Studying the CVEs, we noticed that CVE-2020-36375, CVE-2020-36374, CVE-2020-36373, CVE-2020-36372, CVE-2020-36371, and CVE-2020-36370 all refer to the same bug report 136 and only differ in the name of the causing function. These function names have been picked from the stack trace that led to the resource exhaustion:
#283 0x599c92 in parse_assignment /home/hjwang/UAF_Objects/mjs_afl_asan/mjs.c:12532:3
#284 0x5acfb4 in parse_expr /home/hjwang/UAF_Objects/mjs_afl_asan/mjs.c:12536:10
#285 0x5acfb4 in parse_array_literal /home/hjwang/UAF_Objects/mjs_afl_asan/mjs.c:12294
#286 0x5a7a58 in parse_literal /home/hjwang/UAF_Objects/mjs_afl_asan/mjs.c:12354:13
#287 0x5a7a58 in parse_call_dot_mem /home/hjwang/UAF_Objects/mjs_afl_asan/mjs.c:12380
#288 0x5a6400 in parse_postfix /home/hjwang/UAF_Objects/mjs_afl_asan/mjs.c:12414:14
#289 0x5a6400 in parse_unary /home/hjwang/UAF_Objects/mjs_afl_asan/mjs.c:12433
#290 0x5a5a6e in parse_mul_div_rem /home/hjwang/UAF_Objects/mjs_afl_asan/mjs.c:12446:3
#291 0x5a5236 in parse_plus_minus /home/hjwang/UAF_Objects/mjs_afl_asan/mjs.c:12451:3
#292 0x5a4b00 in parse_shifts /home/hjwang/UAF_Objects/mjs_afl_asan/mjs.c:12456:3
#293 0x5a441e in parse_comparison /home/hjwang/UAF_Objects/mjs_afl_asan/mjs.c:12460:3
#294 0x5a3c4f in parse_equality /home/hjwang/UAF_Objects/mjs_afl_asan/mjs.c:12464:3
#295 0x5a24ab in parse_bitwise_and /home/hjwang/UAF_Objects/mjs_afl_asan/mjs.c:12469:3
#296 0x5a0bec in parse_bitwise_xor /home/hjwang/UAF_Objects/mjs_afl_asan/mjs.c:12474:3
#297 0x59f1ab in parse_bitwise_or /home/hjwang/UAF_Objects/mjs_afl_asan/mjs.c:12479:3
#298 0x59d944 in parse_logical_and /home/hjwang/UAF_Objects/mjs_afl_asan/mjs.c:12484:3
Since the issue is bound to one specific function and caused by too many stacked stack frames, it does not make sense to report a specific function being the reason for the crash.

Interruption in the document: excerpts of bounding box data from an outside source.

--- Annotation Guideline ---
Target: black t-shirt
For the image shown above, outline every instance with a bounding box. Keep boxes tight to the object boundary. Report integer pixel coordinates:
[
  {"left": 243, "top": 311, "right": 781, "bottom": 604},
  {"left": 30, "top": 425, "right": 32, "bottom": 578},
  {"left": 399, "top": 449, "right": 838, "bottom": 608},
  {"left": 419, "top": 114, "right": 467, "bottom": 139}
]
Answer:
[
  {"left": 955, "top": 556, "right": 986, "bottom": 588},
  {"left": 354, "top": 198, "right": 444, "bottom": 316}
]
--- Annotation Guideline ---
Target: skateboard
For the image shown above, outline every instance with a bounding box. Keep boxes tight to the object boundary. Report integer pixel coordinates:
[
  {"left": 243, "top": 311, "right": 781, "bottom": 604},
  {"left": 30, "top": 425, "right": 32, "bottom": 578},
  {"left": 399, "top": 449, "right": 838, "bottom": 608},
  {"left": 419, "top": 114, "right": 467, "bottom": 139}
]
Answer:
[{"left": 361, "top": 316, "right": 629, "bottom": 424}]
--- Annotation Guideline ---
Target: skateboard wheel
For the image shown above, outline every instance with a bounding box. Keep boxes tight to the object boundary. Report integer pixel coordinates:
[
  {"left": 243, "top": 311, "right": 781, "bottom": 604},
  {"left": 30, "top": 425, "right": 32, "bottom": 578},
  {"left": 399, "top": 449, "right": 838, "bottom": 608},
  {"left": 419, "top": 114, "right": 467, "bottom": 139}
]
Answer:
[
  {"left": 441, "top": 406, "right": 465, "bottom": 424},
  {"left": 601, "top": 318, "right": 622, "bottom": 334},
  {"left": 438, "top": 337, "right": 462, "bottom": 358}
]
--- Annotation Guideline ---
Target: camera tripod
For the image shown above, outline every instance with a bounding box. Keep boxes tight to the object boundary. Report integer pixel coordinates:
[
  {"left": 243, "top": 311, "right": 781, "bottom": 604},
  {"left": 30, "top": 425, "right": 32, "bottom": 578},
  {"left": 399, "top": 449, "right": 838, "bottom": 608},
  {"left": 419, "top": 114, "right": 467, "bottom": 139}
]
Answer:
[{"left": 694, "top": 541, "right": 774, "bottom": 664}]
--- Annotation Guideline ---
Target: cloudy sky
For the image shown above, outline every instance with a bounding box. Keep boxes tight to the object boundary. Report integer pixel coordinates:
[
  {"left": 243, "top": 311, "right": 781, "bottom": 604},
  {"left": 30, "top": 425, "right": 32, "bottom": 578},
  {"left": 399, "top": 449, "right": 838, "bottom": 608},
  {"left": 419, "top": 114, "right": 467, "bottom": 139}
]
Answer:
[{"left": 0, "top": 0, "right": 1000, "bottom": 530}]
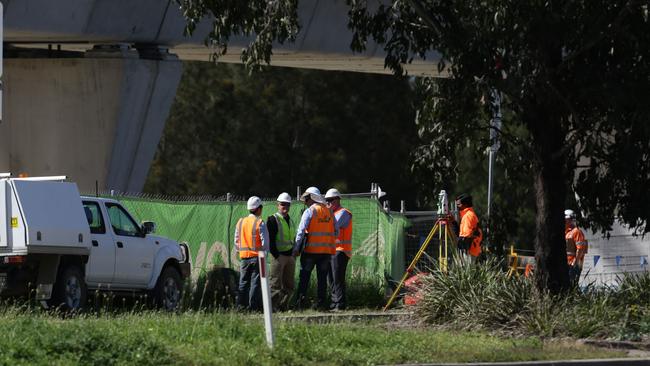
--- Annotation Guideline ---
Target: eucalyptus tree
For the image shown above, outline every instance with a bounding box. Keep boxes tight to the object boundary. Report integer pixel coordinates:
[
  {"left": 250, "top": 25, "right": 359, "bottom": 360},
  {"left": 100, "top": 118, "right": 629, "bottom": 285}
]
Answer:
[{"left": 179, "top": 0, "right": 650, "bottom": 293}]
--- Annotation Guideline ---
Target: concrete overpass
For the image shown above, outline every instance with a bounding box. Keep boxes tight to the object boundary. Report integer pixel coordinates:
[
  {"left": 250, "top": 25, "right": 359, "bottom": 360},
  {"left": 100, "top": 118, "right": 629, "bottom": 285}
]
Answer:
[{"left": 0, "top": 0, "right": 435, "bottom": 191}]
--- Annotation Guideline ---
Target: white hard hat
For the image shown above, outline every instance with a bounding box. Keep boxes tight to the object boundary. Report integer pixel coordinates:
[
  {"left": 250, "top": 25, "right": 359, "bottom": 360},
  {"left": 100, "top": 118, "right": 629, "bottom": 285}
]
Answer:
[
  {"left": 300, "top": 187, "right": 325, "bottom": 203},
  {"left": 246, "top": 196, "right": 262, "bottom": 210},
  {"left": 278, "top": 192, "right": 291, "bottom": 203},
  {"left": 325, "top": 188, "right": 341, "bottom": 198}
]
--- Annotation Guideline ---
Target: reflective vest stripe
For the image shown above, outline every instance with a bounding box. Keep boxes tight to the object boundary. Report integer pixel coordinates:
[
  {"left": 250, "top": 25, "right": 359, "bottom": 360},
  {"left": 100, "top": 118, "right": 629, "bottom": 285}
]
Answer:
[
  {"left": 237, "top": 216, "right": 262, "bottom": 259},
  {"left": 273, "top": 212, "right": 296, "bottom": 252},
  {"left": 335, "top": 207, "right": 352, "bottom": 257},
  {"left": 304, "top": 203, "right": 336, "bottom": 254},
  {"left": 235, "top": 218, "right": 244, "bottom": 251},
  {"left": 309, "top": 232, "right": 334, "bottom": 236},
  {"left": 309, "top": 242, "right": 334, "bottom": 248}
]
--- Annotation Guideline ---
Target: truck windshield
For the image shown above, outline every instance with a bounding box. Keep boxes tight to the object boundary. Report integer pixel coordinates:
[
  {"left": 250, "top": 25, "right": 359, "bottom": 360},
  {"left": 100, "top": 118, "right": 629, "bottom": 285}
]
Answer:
[
  {"left": 106, "top": 203, "right": 142, "bottom": 236},
  {"left": 83, "top": 201, "right": 106, "bottom": 234}
]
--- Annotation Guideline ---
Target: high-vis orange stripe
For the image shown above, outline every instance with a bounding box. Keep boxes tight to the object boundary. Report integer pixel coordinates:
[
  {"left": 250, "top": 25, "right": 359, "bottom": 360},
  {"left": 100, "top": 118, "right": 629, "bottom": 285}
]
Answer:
[
  {"left": 304, "top": 203, "right": 336, "bottom": 254},
  {"left": 235, "top": 216, "right": 262, "bottom": 259}
]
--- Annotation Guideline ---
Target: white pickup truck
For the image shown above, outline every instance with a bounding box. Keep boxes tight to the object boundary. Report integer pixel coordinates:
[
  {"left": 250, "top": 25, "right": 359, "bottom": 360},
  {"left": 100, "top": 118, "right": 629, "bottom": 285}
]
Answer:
[{"left": 0, "top": 175, "right": 190, "bottom": 310}]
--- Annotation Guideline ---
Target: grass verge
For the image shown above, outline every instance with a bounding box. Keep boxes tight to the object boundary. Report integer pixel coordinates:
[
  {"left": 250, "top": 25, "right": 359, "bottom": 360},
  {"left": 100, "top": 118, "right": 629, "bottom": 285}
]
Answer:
[
  {"left": 0, "top": 308, "right": 624, "bottom": 365},
  {"left": 415, "top": 262, "right": 650, "bottom": 341}
]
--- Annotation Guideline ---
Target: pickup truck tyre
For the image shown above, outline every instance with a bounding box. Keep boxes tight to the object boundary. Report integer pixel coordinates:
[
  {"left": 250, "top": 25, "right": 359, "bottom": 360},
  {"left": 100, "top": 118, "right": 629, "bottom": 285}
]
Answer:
[
  {"left": 50, "top": 265, "right": 88, "bottom": 311},
  {"left": 154, "top": 266, "right": 183, "bottom": 311}
]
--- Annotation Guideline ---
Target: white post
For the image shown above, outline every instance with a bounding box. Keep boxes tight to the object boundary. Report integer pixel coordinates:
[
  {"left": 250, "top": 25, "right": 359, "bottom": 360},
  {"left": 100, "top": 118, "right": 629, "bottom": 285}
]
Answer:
[
  {"left": 257, "top": 251, "right": 274, "bottom": 349},
  {"left": 0, "top": 3, "right": 4, "bottom": 122},
  {"left": 486, "top": 89, "right": 501, "bottom": 245}
]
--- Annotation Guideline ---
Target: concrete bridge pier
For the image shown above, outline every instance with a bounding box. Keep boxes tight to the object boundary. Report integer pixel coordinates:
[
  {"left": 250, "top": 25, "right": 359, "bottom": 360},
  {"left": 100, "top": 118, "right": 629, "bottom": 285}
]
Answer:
[{"left": 0, "top": 44, "right": 182, "bottom": 193}]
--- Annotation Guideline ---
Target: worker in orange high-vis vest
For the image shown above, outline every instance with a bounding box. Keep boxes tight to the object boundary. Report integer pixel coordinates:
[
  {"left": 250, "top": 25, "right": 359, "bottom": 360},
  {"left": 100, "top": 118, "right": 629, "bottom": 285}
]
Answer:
[
  {"left": 564, "top": 210, "right": 588, "bottom": 284},
  {"left": 325, "top": 188, "right": 352, "bottom": 311},
  {"left": 293, "top": 187, "right": 338, "bottom": 310},
  {"left": 235, "top": 196, "right": 269, "bottom": 311},
  {"left": 456, "top": 193, "right": 483, "bottom": 262}
]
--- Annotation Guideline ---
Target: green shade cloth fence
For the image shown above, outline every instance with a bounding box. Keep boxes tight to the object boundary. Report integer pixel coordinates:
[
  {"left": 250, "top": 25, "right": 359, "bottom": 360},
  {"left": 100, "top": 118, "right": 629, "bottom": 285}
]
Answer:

The same problem can be observed by looking at the other CVEs assigned for mJS
. The CVEs CVE-2020-36369, CVE-2020-36368 and CVE-2020-36367 all reference the same bug report 135. Similarly, we observe that CVE-2020-36366 and CVE-2020-18392 both belong to bug report 106.
In summary, from eleven CVEs assigned for bugs found in mjs, only three belong to actual bug reports, with the other eight picking different function names from the respective back traces for the CVE description.